In this data, one might be interested in estimating vote choice by race.
To do so, **seine** provides both a formula interface and a tidy interface
through a new `ei_spec()` object. Here, we'll demonstrate the latter.
```{r}
library(seine)
data(elec_1968)
spec = ei_spec(
elec_1968,
predictors = vap_white:vap_other,
outcome = pres_dem_hum:pres_ind_wal,
total = pres_total,
covariates = c(state, pop_city:pop_rural, farm:educ_coll,
inc_00_03k:inc_25_99k)
)
m = ei_ridge(spec)
rr = ei_riesz(spec, penalty = m$penalty)
ei_est(regr = m, riesz = rr, data = spec, conf_level = 0.95)
```
This workflow is explained in more detail on the [Get Started](https://corymccartan.com/seine/articles/seine.html)

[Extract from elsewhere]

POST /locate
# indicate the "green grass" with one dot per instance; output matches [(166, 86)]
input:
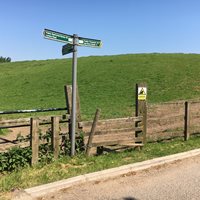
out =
[(70, 167), (107, 82)]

page, along with demonstrations of data preprocessing and sensitivity analysis.
## Name
In addition to being an acronym for "semiparametric ecological inference,"
**seine** (pronounced SAYN) refers to a type of fishing net, which is used to
catch fish like tuna in aggregate. A net also is visually similar to the
tomography lines which are commonly used to visualize the interaction of the
latent data and the accounting identity in 2×2 ecological inference.